On Feeling Very Lucky

Some words about the book from poets I admire, for which I feel extremely grateful and undeserving:

“I don't recall being so moved by a body of poems—surely not any time recently. I'm moved in all ways—not just the details, the family, the place, the memories, but how sturdy the language is, how it never thins out against the subject it is expressing, the emotion that moves it. Mary Oliver says the reader needs to know right away if the poet has the oars of the poem firmly in hand. Every single poem here is rowed with strength and purpose.”

—Kathryn Stripling Byer

“In his exceptionally fine début, After the Ark, Luke Johnson exhibits superb craftsmanship and a precociously profound, sympathetic understanding of human nature. In poems about his parents—ministers—he and we discover a convincing theology of love.
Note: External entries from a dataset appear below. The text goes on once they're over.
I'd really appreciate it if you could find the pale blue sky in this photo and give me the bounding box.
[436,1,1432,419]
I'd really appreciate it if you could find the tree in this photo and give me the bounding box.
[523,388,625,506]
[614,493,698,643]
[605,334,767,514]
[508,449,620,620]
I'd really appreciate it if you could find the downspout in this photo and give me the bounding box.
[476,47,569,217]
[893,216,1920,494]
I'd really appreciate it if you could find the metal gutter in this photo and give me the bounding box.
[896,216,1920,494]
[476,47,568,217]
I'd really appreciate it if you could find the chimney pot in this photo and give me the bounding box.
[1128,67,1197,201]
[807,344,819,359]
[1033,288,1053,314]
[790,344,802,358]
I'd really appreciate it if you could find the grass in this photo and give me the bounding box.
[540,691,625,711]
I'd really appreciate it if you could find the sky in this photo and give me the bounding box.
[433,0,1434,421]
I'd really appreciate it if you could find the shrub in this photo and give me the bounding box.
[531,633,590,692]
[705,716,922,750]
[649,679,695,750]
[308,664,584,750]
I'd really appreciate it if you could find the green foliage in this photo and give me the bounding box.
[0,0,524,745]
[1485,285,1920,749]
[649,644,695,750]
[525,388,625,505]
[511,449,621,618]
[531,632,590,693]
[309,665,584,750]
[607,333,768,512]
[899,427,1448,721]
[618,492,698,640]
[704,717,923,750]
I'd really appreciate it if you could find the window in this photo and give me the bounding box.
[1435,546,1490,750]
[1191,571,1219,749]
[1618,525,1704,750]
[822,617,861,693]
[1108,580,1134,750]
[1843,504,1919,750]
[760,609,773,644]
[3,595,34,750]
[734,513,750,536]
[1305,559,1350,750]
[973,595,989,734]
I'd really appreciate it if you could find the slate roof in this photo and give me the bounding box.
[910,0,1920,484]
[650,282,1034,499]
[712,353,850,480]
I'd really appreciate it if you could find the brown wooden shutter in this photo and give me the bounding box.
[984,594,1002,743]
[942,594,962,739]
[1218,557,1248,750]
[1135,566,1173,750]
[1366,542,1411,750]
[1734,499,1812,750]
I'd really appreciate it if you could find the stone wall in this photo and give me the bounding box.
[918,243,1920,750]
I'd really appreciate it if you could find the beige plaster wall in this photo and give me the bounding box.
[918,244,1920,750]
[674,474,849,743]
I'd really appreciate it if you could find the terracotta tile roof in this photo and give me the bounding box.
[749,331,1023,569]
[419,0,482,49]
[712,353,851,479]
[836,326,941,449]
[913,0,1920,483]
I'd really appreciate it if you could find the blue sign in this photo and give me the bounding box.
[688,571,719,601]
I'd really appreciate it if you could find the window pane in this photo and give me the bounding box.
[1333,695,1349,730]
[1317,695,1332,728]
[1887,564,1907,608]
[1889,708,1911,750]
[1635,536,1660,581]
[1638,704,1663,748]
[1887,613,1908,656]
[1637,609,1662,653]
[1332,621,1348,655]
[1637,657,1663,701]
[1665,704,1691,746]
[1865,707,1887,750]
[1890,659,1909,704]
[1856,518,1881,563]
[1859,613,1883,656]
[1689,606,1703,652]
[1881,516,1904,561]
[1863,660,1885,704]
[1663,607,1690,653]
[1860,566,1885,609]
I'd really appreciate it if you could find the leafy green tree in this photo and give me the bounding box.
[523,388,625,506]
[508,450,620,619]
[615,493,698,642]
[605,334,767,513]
The collection pulls us toward the magnificent final and title poem, wherein the book becomes a brilliant revelatory whole. “

—Kelly Cherry

“Luke Johnson is a poet with a keen and open eye—open to human failings, human feelings, and to the hard specifics of the natural world in which and through which we live and love, betray and atone, are abandoned and are found. His language is as clear as his eye, and his poems are for all those who care deeply and remain open to the often painful complexities of that caring.”

—R. H. W. Dillard

“In After the Ark, Luke Johnson carefully ensures the “tautness of the line” between witness, elegy, and survival—the poems documenting finally an arrival at the place “where the flood has become the body.” This beautifully made collection is the welcome work of a poet crossing the threshold of a remarkable career.”